When God the Father spoke and told the world that He was very pleased with His Son, it was at the beginning of the Son’s ministry when He had not yet even really begun. But it was the Father’s pleasure that poured out His Spirit, and it was that pleasure that drove Him to His mission, that drove Him into the wilderness, and to the cross, and finally drove Him out of the grave and home to His Father again. May that same pleasure rest upon us today, and may that same Spirit come upon us and drive all of us to accomplish our mission of bringing the life of Jesus, the grace of Jesus, the forgiveness of Jesus, the gospel of the well-beloved Son to the world.
Melissa Joy says
Amen and amen.
Tom Brainerd says
Well done and well said, Brother.
Christ’s blessings on you, family and flock.
Erin says
In 2 days it will be a year since we lost our son at 30 weeks in the womb.
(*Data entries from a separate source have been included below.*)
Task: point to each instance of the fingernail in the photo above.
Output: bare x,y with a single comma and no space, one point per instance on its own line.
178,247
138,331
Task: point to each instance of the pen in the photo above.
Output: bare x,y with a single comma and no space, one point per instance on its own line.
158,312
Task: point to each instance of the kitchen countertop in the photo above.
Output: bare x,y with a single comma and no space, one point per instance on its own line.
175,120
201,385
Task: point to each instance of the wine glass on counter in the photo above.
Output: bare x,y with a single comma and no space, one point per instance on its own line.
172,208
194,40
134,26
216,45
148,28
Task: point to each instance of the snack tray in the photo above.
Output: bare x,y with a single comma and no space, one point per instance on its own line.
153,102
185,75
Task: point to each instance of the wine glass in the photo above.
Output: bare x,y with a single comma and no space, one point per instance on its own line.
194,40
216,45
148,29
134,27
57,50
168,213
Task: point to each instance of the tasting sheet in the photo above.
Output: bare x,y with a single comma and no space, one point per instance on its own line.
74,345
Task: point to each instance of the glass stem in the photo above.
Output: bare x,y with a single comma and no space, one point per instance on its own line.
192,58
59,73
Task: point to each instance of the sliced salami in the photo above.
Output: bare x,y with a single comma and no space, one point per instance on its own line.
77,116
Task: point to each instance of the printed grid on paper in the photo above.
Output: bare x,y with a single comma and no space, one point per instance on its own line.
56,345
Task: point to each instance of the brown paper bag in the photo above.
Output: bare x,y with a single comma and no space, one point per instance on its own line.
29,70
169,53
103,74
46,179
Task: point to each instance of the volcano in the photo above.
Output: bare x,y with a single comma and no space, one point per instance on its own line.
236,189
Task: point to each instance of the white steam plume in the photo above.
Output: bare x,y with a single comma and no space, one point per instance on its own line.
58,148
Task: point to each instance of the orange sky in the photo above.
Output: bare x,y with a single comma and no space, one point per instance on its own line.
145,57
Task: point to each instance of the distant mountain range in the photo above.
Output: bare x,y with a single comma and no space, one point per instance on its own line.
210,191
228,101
Thank you for your words and testimony. It brings light to a dark time in our lives. May God’s comfort and peace overwhelm your hearts as you mourn the loss of you son. Prayers.
Katie says
This is beautiful truth. We are praying for you and your family, Toby — that you would be comforted in your grief.
Sue Mendelson says
Absolutely beautiful. Only God could provoke such thoughts—-you bless us all with your sharing, and bring His light into what we fear by nature. God bless you richly!
Corina Treece says
What a beautifully written reflection of the loss of a child! I will be praying for your family’s comfort and daily encouragement during this time. Thank you for teaching us that our children are always a heritage from the Lord regardless with how long He grants us to be with them. When my husband and I have experienced several losses in the womb throughout our marriage, we have been reminded that heaven is blessed by one more who is made higher than the angels. My heart has been strengthened being reminded once again that our losses are never in vain. Blessings, Pastor Sumptor
Jack Bradley says
Thank you, Toby, for serving this rich grace to us, even through your deep loss.
Katie Hurt says
Beautiful truth, Toby, that blesses and encourages me in the memory of the children that we have buried. Thank you.